Mêlés à toutes les sauces polémistes, ces deux qualificatifs charrient le sens donné pour fourrer, dans la même poubelle, diverses bagatelles.
Or, qualifier de populiste une mesure favorable à la population et réclamée par elle relève de la joute politicienne et déserte l’observation conforme aux prescriptions de l’investigation.
Aujourd’hui, les ténors nahdhaouis usent et abusent de ce pot pourri aux relents nauséabonds.
Selon Machiavel, pourtant démolisseur de la religion à prétention politique, ces dirigeants à turban auraient bien raison d’immoler le constat véridique sur l’autel de la tactique tant la fin justifie les moyens. Par ce procès dit, à tort, machiavélique, ils rejoignent l’anarchisme de Ravachol : «Qu’importe la victime si le geste est beau ».
Hélas pour l’islamo-conservatisme, le voici pris en flagrant délit du serpent furieux au point de mordiller sa queue. Ainsi déconfit, l’ami Ghannouchi dit : « Nous avons voté pour lui et il nous a trahis ». L’accuser de figurer parmi les sans foi ni loi serait le Carthaginois. Maintes fois, celui-ci prend à témoin la nouvelle trinité, le peuple, Dieu et l’éternité.
Allah ! Allah ! Allah ! Voilà pourquoi si j’appartenais au Mouvement de la tendance islamique, je voterais pour ce très croyant. « Mais une fois propulsé, par moi, au sommet de l’Etat, l’ingrat me dégage du Parlement et des façons de garnir mes poches, outre celles de mes proches. Aujourd’hui, Dieu le maudit sans répit tant il ne cesse de m’associer à la sauce des loussouss plongés, tout de go, dans l’urne où mijote à petit feu Instalingo. Maintenant, il prétend recevoir des menaces de mort. Ah si le bon Dieu pouvait le canarder à la barbe de la Police et de l’Armée ! »

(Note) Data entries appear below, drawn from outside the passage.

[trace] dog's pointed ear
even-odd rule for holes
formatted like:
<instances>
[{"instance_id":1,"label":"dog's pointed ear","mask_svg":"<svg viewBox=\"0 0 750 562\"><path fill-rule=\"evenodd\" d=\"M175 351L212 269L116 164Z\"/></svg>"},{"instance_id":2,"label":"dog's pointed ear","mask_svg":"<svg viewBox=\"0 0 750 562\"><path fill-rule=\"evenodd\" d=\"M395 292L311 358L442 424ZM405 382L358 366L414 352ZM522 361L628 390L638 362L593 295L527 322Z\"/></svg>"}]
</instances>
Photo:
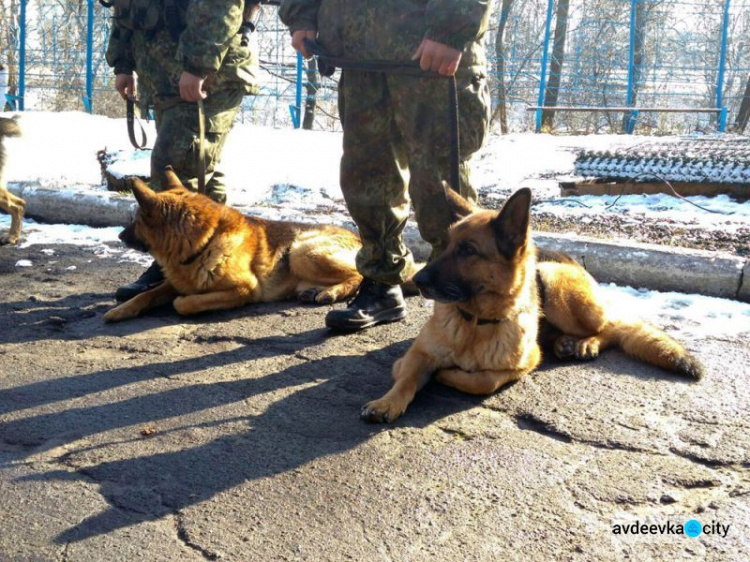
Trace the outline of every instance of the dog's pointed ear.
<instances>
[{"instance_id":1,"label":"dog's pointed ear","mask_svg":"<svg viewBox=\"0 0 750 562\"><path fill-rule=\"evenodd\" d=\"M177 174L174 173L174 168L172 168L172 166L167 166L164 169L163 187L165 190L177 189L179 187L183 187L182 182L180 181L180 178L178 178Z\"/></svg>"},{"instance_id":2,"label":"dog's pointed ear","mask_svg":"<svg viewBox=\"0 0 750 562\"><path fill-rule=\"evenodd\" d=\"M531 190L524 187L510 196L492 221L495 242L500 253L512 259L526 247L530 222Z\"/></svg>"},{"instance_id":3,"label":"dog's pointed ear","mask_svg":"<svg viewBox=\"0 0 750 562\"><path fill-rule=\"evenodd\" d=\"M144 211L149 211L158 203L159 200L156 193L138 178L133 178L131 186L135 200L138 201L138 204Z\"/></svg>"},{"instance_id":4,"label":"dog's pointed ear","mask_svg":"<svg viewBox=\"0 0 750 562\"><path fill-rule=\"evenodd\" d=\"M477 210L474 203L461 197L461 194L452 189L447 181L443 181L443 191L451 213L451 223L456 223Z\"/></svg>"}]
</instances>

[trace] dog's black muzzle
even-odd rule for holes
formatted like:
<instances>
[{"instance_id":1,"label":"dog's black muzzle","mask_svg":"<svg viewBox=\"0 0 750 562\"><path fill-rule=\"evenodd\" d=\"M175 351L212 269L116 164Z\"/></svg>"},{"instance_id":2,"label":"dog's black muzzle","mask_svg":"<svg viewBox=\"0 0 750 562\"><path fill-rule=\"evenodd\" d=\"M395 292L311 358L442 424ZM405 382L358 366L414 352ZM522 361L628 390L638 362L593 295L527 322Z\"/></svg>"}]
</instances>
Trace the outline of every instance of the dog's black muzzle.
<instances>
[{"instance_id":1,"label":"dog's black muzzle","mask_svg":"<svg viewBox=\"0 0 750 562\"><path fill-rule=\"evenodd\" d=\"M128 248L131 248L132 250L136 250L138 252L145 252L148 253L148 246L136 236L135 234L135 223L132 223L130 226L126 227L118 237L122 241L123 244L125 244Z\"/></svg>"},{"instance_id":2,"label":"dog's black muzzle","mask_svg":"<svg viewBox=\"0 0 750 562\"><path fill-rule=\"evenodd\" d=\"M440 268L428 265L414 276L414 284L424 298L442 303L464 302L472 297L469 287L446 277Z\"/></svg>"}]
</instances>

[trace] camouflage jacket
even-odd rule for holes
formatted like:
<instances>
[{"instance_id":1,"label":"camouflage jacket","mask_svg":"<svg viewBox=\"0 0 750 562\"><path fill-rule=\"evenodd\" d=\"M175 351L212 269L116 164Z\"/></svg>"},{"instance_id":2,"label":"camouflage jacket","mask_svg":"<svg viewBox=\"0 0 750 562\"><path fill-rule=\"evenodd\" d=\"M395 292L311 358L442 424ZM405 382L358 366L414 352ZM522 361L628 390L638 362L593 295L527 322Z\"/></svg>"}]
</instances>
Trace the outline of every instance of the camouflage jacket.
<instances>
[{"instance_id":1,"label":"camouflage jacket","mask_svg":"<svg viewBox=\"0 0 750 562\"><path fill-rule=\"evenodd\" d=\"M167 29L164 0L115 2L107 62L116 74L138 74L143 104L179 95L182 71L206 79L206 90L257 93L255 49L240 45L245 0L176 0L179 39ZM253 44L254 42L251 42Z\"/></svg>"},{"instance_id":2,"label":"camouflage jacket","mask_svg":"<svg viewBox=\"0 0 750 562\"><path fill-rule=\"evenodd\" d=\"M332 55L353 60L410 60L423 39L463 51L459 72L486 64L484 34L493 0L284 0L282 21L315 30Z\"/></svg>"}]
</instances>

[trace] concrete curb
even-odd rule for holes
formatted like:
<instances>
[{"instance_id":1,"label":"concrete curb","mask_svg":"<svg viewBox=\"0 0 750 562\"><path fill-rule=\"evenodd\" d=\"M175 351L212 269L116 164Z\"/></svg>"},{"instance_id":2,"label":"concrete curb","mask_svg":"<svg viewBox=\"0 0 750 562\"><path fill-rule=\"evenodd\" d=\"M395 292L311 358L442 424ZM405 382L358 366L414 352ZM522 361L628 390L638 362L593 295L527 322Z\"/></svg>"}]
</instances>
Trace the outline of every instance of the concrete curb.
<instances>
[{"instance_id":1,"label":"concrete curb","mask_svg":"<svg viewBox=\"0 0 750 562\"><path fill-rule=\"evenodd\" d=\"M410 226L404 235L406 244L417 259L424 260L430 246ZM750 302L750 261L740 257L548 232L535 232L534 241L540 248L575 258L605 283Z\"/></svg>"},{"instance_id":2,"label":"concrete curb","mask_svg":"<svg viewBox=\"0 0 750 562\"><path fill-rule=\"evenodd\" d=\"M28 216L46 222L124 226L135 210L131 197L114 192L63 192L34 183L9 187L26 200ZM428 258L430 246L413 222L407 225L404 240L417 260ZM750 302L750 261L740 257L544 232L535 233L534 240L540 248L574 257L602 282Z\"/></svg>"},{"instance_id":3,"label":"concrete curb","mask_svg":"<svg viewBox=\"0 0 750 562\"><path fill-rule=\"evenodd\" d=\"M14 183L8 190L26 201L26 215L44 222L125 226L133 220L132 196L114 191L83 193L42 187L37 182Z\"/></svg>"}]
</instances>

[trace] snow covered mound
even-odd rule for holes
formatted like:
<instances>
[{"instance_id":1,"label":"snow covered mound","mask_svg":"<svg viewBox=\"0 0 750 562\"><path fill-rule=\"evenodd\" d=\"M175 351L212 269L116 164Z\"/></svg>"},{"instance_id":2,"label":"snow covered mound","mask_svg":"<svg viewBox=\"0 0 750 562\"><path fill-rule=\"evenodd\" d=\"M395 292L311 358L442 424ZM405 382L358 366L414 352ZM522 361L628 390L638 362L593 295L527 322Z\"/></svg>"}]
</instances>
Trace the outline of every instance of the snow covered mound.
<instances>
[{"instance_id":1,"label":"snow covered mound","mask_svg":"<svg viewBox=\"0 0 750 562\"><path fill-rule=\"evenodd\" d=\"M750 138L732 135L648 140L579 153L575 173L610 180L750 184Z\"/></svg>"}]
</instances>

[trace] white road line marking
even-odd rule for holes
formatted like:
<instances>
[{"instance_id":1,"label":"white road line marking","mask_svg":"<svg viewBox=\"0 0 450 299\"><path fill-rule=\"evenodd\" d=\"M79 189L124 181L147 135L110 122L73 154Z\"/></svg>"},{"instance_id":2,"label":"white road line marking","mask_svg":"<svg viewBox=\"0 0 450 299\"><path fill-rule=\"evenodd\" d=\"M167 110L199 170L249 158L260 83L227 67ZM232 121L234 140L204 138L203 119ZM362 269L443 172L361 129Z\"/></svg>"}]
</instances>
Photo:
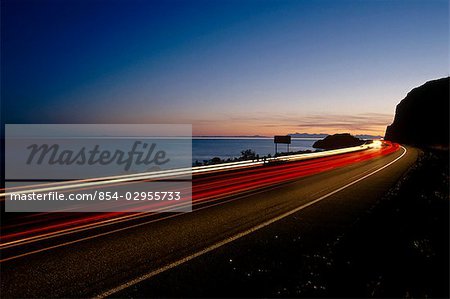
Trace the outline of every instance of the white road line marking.
<instances>
[{"instance_id":1,"label":"white road line marking","mask_svg":"<svg viewBox=\"0 0 450 299\"><path fill-rule=\"evenodd\" d=\"M283 218L286 218L286 217L288 217L288 216L290 216L292 214L295 214L298 211L301 211L301 210L303 210L303 209L305 209L305 208L307 208L307 207L309 207L309 206L311 206L311 205L313 205L315 203L318 203L319 201L321 201L321 200L323 200L323 199L325 199L327 197L330 197L330 196L332 196L332 195L334 195L334 194L336 194L336 193L338 193L338 192L340 192L340 191L342 191L342 190L344 190L344 189L346 189L346 188L348 188L350 186L353 186L354 184L356 184L356 183L358 183L358 182L360 182L360 181L362 181L362 180L364 180L364 179L366 179L366 178L376 174L377 172L385 169L386 167L389 167L390 165L394 164L395 162L397 162L398 160L403 158L403 156L406 154L407 150L403 146L401 148L403 149L403 153L399 157L397 157L395 160L389 162L388 164L384 165L383 167L378 168L377 170L375 170L375 171L373 171L373 172L371 172L369 174L366 174L365 176L363 176L363 177L361 177L361 178L359 178L359 179L357 179L357 180L355 180L355 181L353 181L351 183L348 183L348 184L346 184L346 185L344 185L344 186L342 186L342 187L340 187L340 188L338 188L338 189L336 189L336 190L334 190L334 191L332 191L330 193L327 193L327 194L325 194L325 195L323 195L323 196L321 196L321 197L319 197L319 198L317 198L317 199L315 199L313 201L310 201L310 202L308 202L308 203L306 203L306 204L304 204L302 206L299 206L298 208L295 208L295 209L293 209L293 210L291 210L289 212L281 214L281 215L279 215L277 217L274 217L274 218L272 218L270 220L267 220L266 222L263 222L263 223L261 223L261 224L259 224L257 226L254 226L254 227L252 227L252 228L250 228L250 229L248 229L246 231L243 231L243 232L241 232L239 234L236 234L236 235L234 235L232 237L229 237L229 238L227 238L227 239L225 239L225 240L223 240L221 242L213 244L213 245L211 245L211 246L209 246L209 247L207 247L207 248L205 248L205 249L203 249L201 251L198 251L198 252L196 252L194 254L191 254L191 255L189 255L187 257L184 257L184 258L182 258L182 259L180 259L178 261L170 263L170 264L168 264L166 266L163 266L163 267L161 267L159 269L156 269L156 270L154 270L152 272L144 274L144 275L142 275L142 276L140 276L138 278L130 280L130 281L128 281L128 282L118 286L118 287L115 287L115 288L112 288L112 289L110 289L110 290L108 290L106 292L103 292L103 293L97 295L94 298L100 299L100 298L106 298L108 296L111 296L111 295L113 295L113 294L115 294L117 292L120 292L120 291L122 291L124 289L127 289L127 288L129 288L129 287L131 287L131 286L133 286L135 284L138 284L138 283L140 283L142 281L145 281L145 280L147 280L149 278L152 278L153 276L156 276L156 275L158 275L158 274L160 274L162 272L165 272L167 270L175 268L175 267L177 267L177 266L179 266L181 264L184 264L184 263L186 263L186 262L188 262L188 261L190 261L190 260L192 260L192 259L194 259L196 257L199 257L199 256L201 256L203 254L206 254L208 252L211 252L211 251L213 251L213 250L215 250L215 249L217 249L219 247L222 247L222 246L224 246L224 245L226 245L228 243L231 243L231 242L233 242L233 241L235 241L237 239L240 239L240 238L242 238L244 236L247 236L247 235L249 235L249 234L251 234L251 233L253 233L253 232L257 231L257 230L260 230L260 229L262 229L262 228L264 228L264 227L266 227L266 226L268 226L268 225L270 225L270 224L272 224L274 222L277 222L277 221L279 221L279 220L281 220Z\"/></svg>"}]
</instances>

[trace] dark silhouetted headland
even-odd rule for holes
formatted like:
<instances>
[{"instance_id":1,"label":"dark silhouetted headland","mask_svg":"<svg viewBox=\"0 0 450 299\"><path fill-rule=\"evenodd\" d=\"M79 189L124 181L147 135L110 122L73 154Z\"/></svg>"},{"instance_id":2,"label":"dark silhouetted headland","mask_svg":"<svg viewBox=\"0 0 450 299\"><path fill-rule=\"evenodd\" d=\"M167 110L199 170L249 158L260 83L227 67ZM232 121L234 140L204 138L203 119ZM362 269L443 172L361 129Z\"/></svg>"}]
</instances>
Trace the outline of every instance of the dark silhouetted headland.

Au cas où telle serait l’histoire déployée depuis le 25 juillet, le Carthaginois aurait suivi l’itinéraire prescrit par «le conseiller du Prince » auquel Ghannouchi aussi, aurait obéi. Mais comment résoudre l’équation posée par la présumée organisation secrète sans feinter les traîtres ? Ils ont trahi le pays. Dès lors, au plan formel, Carthage et Montplaisir arborent un couple d’opposition, cher aux structuralistes et où chacun des protagonistes parvient à tirer profit du frère ennemi. Ainsi, par le déluge d’insinuations et d’accusations abattu sur l’adversaire, la bande à Ghannouchi offre le meilleur soutien au respectueux d’une si libre expression de l’opinion. Dans ces conditions, le couple d’opposition surplombe l’ensemble des pratiques mis en œuvre aux divers paliers de la stratification politique. Aux lieux de culte, les revanchards, toujours aux aguets, comptent sur la prédominance des prédicateurs opposés aux prêches contrôlés par les nouvelles autorités. Deux visions du monde social scindent le profane et le sacré.
Semés aujourd’hui, voici donc les germes de ce que demain, la Tunisie sera, moderniste ou salafiste. Les Ghannouchistes, présumés coupables, espèrent finir par devenir les fossoyeurs de leurs actuels accusateurs. Avec les mosquées innombrables et, par définition malaisées à laïciser, on ne badine pas sans figurer parmi les apostats. Pour l’instant, partisans de l’Etat civil et théocrates admettent un seul point d’accord. Il porte sur l’irréductible désaccord. Ce conflit structurel source l’attente continuelle. Cependant, « Le crépuscule des idoles », ouvrage de Nietzsche, paraît cligner vers nos enturbannés détrônés.